Beyond Jared Leto in the grid, Channing Tatum has planted himself as Roofman, but the real big guy of the week is for Jennifer Lopez.
Taylor Swift can’t save the US box office every weekend…
Hollywood was hoping for a boost with the release of the blockbuster Tron: Ares (at Disney) and feel good Roofman (Paramount/Miramax). But no success in sight: if the third opus of the great science fiction saga still managed $34 million in revenue in 4,000 North American theaters, to take the lead in the US box office without batting an eyelid, Tron: Ares disappoints and starts below forecasts (which were hoping for up to 45 million). He does worse than Tron: Legacy ($44 million for its first weekend in 2010) and the reviews being very mixed, it should have difficulty performing over time. Hard for Disney, which invested nearly 200 million dollars in the project, did a big promotion at San Diego Comic-Con and a Nine Inch Nails concert at the world premiere… Tron: Ares will have difficulty being the expected autumn phenomenon and recouping its costs.
Same observation for Channing Tatum. Her Roofman launches at 8 million dollars, in 3,300 theaters, below expectations.
Directed by Derek Cianfrance, the film fortunately only cost $19 million, a low-risk operation for Paramount and Miramax. Less radical than the previous Cianfrance (Blue Valentine, The Place Beyond the Pines), the film is intended to be a retro romcom, 90’s at heart. But the marketing was obviously not very successful and the title alone raised eyebrows among some industry specialists…

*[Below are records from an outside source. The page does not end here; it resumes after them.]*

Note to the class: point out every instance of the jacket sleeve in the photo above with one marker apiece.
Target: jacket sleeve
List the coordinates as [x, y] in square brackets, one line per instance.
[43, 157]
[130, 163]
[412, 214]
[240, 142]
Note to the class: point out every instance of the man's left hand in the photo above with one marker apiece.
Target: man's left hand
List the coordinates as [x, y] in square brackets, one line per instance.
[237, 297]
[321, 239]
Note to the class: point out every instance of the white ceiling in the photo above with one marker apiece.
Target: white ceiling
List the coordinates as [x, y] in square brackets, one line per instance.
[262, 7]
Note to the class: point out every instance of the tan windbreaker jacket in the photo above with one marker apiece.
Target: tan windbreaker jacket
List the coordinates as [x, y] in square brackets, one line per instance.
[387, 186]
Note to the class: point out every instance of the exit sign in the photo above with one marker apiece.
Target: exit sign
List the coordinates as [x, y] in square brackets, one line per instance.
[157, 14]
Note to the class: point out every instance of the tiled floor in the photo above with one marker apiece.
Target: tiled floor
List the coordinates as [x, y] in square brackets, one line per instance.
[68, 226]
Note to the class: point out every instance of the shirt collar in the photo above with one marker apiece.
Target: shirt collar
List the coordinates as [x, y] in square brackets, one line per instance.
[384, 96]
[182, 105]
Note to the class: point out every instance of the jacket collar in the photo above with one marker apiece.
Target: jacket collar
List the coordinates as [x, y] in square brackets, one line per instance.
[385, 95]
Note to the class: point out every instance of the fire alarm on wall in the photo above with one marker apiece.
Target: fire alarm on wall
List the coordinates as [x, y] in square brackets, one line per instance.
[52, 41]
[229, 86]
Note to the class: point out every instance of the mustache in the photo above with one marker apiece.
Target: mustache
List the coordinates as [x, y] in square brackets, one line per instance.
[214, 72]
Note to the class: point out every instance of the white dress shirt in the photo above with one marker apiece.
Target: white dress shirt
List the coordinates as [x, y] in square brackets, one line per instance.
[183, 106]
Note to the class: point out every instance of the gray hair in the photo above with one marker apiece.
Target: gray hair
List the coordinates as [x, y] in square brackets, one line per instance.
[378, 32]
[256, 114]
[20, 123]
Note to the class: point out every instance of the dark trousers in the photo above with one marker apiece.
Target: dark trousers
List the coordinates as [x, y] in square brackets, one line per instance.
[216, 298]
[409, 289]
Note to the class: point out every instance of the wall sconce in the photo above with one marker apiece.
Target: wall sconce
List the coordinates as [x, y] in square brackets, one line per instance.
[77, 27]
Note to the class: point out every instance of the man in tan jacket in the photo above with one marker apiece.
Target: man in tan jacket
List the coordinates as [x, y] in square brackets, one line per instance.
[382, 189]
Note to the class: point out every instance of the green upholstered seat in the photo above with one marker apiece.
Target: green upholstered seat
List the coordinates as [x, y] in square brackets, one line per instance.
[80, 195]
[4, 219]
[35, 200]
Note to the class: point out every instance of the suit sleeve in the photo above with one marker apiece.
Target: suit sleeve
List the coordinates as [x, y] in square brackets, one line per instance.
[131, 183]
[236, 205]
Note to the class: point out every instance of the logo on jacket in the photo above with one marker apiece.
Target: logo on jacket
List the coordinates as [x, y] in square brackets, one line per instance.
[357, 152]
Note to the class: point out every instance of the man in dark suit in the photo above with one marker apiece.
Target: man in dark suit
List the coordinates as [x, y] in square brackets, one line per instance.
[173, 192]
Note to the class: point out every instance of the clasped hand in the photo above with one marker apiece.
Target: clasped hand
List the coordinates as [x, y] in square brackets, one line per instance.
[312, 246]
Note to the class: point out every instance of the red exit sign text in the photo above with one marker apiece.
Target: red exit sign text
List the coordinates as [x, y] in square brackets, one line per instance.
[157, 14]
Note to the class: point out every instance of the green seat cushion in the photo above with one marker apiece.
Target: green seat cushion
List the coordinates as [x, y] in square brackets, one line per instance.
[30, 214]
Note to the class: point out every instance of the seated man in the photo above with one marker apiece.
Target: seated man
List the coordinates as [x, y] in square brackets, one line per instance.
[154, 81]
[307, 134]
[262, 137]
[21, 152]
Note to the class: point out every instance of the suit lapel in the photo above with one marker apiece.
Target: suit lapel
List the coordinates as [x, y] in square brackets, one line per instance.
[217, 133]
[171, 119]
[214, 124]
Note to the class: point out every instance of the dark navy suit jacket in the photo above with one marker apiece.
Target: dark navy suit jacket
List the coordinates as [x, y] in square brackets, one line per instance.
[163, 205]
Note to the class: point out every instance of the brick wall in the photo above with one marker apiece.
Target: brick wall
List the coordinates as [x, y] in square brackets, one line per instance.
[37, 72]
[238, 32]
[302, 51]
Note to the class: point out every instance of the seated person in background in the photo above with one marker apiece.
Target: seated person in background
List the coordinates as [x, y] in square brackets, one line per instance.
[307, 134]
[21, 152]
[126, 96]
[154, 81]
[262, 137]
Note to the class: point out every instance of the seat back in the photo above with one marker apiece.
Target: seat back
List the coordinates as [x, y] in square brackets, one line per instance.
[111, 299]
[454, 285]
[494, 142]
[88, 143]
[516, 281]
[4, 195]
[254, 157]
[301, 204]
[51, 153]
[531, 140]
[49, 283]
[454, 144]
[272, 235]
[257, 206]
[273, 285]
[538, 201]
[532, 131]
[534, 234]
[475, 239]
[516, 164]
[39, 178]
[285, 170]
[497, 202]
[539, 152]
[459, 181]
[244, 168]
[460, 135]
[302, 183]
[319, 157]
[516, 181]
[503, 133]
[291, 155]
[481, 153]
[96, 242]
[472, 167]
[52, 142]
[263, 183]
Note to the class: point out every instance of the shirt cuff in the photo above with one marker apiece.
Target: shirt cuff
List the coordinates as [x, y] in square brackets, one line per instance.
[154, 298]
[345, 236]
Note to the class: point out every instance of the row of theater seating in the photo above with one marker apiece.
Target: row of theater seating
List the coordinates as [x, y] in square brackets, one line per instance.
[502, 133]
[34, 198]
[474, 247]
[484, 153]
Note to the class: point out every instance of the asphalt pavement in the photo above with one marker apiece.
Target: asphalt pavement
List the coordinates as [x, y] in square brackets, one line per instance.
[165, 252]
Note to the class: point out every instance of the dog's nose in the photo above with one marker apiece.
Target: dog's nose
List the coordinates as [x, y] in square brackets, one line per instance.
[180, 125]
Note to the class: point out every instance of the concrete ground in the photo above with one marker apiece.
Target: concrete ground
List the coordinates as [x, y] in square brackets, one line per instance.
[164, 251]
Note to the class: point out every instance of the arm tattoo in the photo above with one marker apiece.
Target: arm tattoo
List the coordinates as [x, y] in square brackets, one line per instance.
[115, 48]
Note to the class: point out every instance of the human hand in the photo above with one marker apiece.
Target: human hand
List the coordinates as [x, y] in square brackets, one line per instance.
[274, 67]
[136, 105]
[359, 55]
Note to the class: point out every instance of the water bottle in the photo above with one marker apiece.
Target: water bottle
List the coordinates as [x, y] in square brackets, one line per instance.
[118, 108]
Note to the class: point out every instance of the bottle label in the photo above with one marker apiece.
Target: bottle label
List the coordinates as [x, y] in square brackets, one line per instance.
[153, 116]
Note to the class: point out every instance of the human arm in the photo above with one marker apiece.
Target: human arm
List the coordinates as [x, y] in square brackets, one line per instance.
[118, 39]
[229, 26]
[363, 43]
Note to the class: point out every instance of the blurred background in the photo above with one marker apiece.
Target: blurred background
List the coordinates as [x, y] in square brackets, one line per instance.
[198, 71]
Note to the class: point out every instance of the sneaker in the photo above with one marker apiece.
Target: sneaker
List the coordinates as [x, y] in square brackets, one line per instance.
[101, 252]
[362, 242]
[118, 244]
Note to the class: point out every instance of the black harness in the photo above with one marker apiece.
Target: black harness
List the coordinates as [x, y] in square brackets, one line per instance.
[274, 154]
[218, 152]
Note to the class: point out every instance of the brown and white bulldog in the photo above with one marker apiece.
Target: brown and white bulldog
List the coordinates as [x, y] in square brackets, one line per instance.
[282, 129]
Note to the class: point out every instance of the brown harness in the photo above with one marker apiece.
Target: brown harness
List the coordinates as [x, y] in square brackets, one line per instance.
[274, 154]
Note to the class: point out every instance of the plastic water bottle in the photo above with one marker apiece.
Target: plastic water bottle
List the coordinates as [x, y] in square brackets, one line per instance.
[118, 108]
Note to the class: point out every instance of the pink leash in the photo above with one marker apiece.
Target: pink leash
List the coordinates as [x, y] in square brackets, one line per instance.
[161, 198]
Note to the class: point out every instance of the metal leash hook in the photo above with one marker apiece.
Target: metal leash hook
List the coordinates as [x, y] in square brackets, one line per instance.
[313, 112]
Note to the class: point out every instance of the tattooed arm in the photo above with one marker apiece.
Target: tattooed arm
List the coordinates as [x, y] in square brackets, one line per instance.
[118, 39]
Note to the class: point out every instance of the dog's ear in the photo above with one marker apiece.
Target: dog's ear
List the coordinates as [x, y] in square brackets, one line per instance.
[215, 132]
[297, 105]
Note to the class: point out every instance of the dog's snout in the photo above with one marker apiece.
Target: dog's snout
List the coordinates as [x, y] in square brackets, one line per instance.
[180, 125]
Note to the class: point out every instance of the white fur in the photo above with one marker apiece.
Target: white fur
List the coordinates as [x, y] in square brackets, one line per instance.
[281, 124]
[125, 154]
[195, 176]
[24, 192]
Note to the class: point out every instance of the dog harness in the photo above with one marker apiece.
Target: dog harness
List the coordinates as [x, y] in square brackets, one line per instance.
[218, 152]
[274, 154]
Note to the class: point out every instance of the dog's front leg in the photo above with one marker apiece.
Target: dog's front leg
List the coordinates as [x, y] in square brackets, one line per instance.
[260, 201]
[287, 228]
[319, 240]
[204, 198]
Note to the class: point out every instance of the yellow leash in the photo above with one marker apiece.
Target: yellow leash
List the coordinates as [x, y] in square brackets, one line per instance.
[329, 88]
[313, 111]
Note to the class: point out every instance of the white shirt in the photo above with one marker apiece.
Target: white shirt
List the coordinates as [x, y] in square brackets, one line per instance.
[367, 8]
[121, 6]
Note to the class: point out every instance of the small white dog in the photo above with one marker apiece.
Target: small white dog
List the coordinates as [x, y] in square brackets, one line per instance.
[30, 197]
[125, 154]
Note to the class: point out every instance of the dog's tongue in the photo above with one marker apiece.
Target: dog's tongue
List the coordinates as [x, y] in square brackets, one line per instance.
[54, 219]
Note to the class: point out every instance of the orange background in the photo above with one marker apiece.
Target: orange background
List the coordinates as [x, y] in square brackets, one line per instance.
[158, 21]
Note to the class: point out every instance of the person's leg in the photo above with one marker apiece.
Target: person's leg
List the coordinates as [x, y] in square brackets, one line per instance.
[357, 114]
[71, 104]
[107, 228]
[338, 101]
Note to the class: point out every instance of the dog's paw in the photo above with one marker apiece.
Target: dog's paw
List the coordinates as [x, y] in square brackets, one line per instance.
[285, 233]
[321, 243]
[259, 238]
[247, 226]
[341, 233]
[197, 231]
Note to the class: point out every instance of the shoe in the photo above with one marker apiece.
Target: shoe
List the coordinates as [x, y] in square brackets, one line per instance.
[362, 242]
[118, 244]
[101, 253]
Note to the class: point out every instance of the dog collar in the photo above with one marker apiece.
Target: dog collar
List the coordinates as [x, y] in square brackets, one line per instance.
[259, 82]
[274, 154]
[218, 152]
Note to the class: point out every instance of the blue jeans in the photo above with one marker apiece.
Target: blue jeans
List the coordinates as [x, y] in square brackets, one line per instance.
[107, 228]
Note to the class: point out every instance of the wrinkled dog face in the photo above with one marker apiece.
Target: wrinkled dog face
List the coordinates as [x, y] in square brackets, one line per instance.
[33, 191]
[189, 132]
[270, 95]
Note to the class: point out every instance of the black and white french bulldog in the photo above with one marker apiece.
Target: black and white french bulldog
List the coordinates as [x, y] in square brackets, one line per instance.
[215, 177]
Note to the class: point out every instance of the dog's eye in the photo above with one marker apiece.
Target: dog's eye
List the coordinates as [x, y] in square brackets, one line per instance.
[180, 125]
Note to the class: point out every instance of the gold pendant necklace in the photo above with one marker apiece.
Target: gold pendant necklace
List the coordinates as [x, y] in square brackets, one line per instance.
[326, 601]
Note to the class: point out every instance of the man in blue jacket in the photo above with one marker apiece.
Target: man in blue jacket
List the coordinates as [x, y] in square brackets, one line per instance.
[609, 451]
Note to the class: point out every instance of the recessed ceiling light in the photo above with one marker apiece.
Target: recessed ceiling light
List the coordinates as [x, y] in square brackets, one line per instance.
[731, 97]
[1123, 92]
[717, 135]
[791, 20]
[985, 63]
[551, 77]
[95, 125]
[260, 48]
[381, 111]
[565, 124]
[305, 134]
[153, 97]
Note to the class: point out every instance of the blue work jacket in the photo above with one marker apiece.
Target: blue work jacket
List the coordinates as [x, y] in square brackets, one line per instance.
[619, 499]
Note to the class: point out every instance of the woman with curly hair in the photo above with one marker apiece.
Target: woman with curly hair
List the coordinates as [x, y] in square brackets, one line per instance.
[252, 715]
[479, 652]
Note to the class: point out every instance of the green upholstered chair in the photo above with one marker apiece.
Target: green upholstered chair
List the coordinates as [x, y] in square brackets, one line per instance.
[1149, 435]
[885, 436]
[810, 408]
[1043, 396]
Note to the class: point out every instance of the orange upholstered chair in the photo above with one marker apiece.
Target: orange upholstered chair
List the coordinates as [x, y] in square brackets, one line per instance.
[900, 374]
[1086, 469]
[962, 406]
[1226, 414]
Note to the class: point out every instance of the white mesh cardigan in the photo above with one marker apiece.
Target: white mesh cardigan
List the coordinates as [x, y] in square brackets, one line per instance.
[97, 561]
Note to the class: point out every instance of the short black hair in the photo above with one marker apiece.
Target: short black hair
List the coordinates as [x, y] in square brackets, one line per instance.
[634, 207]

On the podium, One battle after another (Warner Bros.), despite the film’s enormous critical buzz, still fell by 39% in the third week, with $6.7 million over the weekend. Its US total now stands at $55 million. A very good score for Paul Thomas Anderson… His very record! Yes but here it is, One Battle after another was expensive: a production budget exceeding $130 million (and $70 million in marketing). To hope for a balance in theaters, we would have to come close to $300 million in overall revenue. This won’t happen. Far from it: at present, the film is not even half of this total yet.
Real disappointments… But the real urchins of the weekend are still elsewhere!
Starting with Jennifer Lopez, starring at Kiss of the Spiderwoman by Bill Condon, adaptation of the Broadway musical distributed by Roadside Attractions and LD Entertainment. Released on 1,330 screens, the film only grossed $850,000, or a paltry average of $700 per theater. A spectacular underperformance.
Another disaster: Dwayne Johnson and The Smashing Machine. Benny Safdie’s drama, although sold as an Oscar candidate and produced by A24, collapsed by 72% in its second week. After an already very sluggish opening at $5.9 million, the film only collected… 1.7 million this weekend, and a worldwide total which currently barely passes 10 million. With a budget of 50 million, the highest ever invested by A24, it is a small industrial disaster.